Tras la muerte de Eva Perón, su cuerpo fue velado en una gran sala del Ministerio de Trabajo y Previsión donde miles de personas pudieron darle su último adiós. Las flores cubrían las aceras y las calles adyacentes, formando una tupida alfombra. El 9 de agosto, el féretro fue llevado al edificio del Congreso de la Nación donde recibió honores militares. En menos de quince días, más de dos millones de personas, llegadas desde los puntos más remotos del país, desfilaron bajo la lluvia ante su ataúd, cuya parte superior tenía una tapa de cristal y estaba adornado con incrustaciones de plata. Los funerales por su muerte estuvieron a la altura de los de un jefe de Estado y el dolor —y la histeria— por su pérdida se adueñó de sus más fieles seguidores, aquellos que tras su prematura muerte la elevaron a los altares y pedirían su canonización. Los restos mortales de Evita tardarían más de dos décadas en regresar a su país.

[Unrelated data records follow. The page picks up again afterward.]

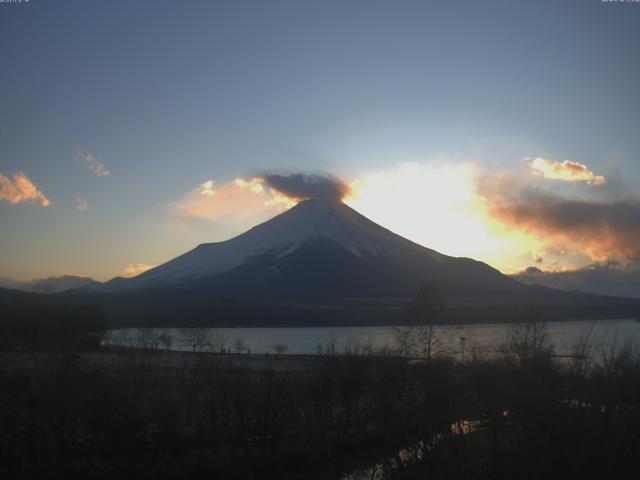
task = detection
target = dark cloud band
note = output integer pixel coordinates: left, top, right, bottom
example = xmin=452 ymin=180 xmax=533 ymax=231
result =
xmin=262 ymin=173 xmax=350 ymax=201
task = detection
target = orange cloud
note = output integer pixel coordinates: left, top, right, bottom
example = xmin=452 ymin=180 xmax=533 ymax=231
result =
xmin=0 ymin=172 xmax=51 ymax=207
xmin=482 ymin=191 xmax=640 ymax=261
xmin=169 ymin=177 xmax=297 ymax=229
xmin=122 ymin=263 xmax=155 ymax=277
xmin=529 ymin=157 xmax=605 ymax=186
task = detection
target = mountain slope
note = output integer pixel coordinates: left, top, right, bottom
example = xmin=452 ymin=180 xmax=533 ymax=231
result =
xmin=85 ymin=200 xmax=640 ymax=326
xmin=103 ymin=199 xmax=521 ymax=296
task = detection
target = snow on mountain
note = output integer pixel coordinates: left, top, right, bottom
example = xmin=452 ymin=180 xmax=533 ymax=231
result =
xmin=103 ymin=199 xmax=448 ymax=290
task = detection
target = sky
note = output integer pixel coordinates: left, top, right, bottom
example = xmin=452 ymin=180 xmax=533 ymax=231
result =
xmin=0 ymin=0 xmax=640 ymax=280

Durante tres años, el cadáver embalsamado de la primera dama esperó en una sala del edificio de la CGT en Buenos Aires a que se construyera un mausoleo faraónico —del tamaño de la pirámide de Keops— que Perón quería levantar en su memoria. Pero en 1955 un golpe militar derrocó al general y los nuevos dirigentes hicieron desaparecer el cuerpo incorrupto de su esposa durante catorce años. En este tiempo, el culto a Evita siguió creciendo y sus más fieles acólitos reclamaban su regreso a casa. En su macabro peregrinaje, el cadáver permaneció enterrado en un cementerio de Milán con una falsa identidad. En 1972, fue desenterrado y devuelto a Perón —entonces casado con María Estela Martínez, más conocida como Isabelita—, que vivía exiliado en su chalet de Puerta de Hierro, en Madrid. Cuatro años más tarde, durante el gobierno militar del general Videla, la familia Duarte recuperó al fin su cuerpo. Doña Juana, su madre, ya había fallecido y no pudo asistir al entierro de su hija pródiga. Hoy sus restos descansan en una cámara acorazada para evitar su profanación —al cadáver le fue amputado un dedo—, en el panteón de la familia Duarte en el exclusivo cementerio de La Recoleta. Evita, ironías del destino, comparte su inmortalidad con aquellos «oligarcas» y políticos que tanto despreciaba. Cada día hay ramos de flores frescas delante de una placa que recuerda a una mujer que, aún hoy, a nadie deja indiferente.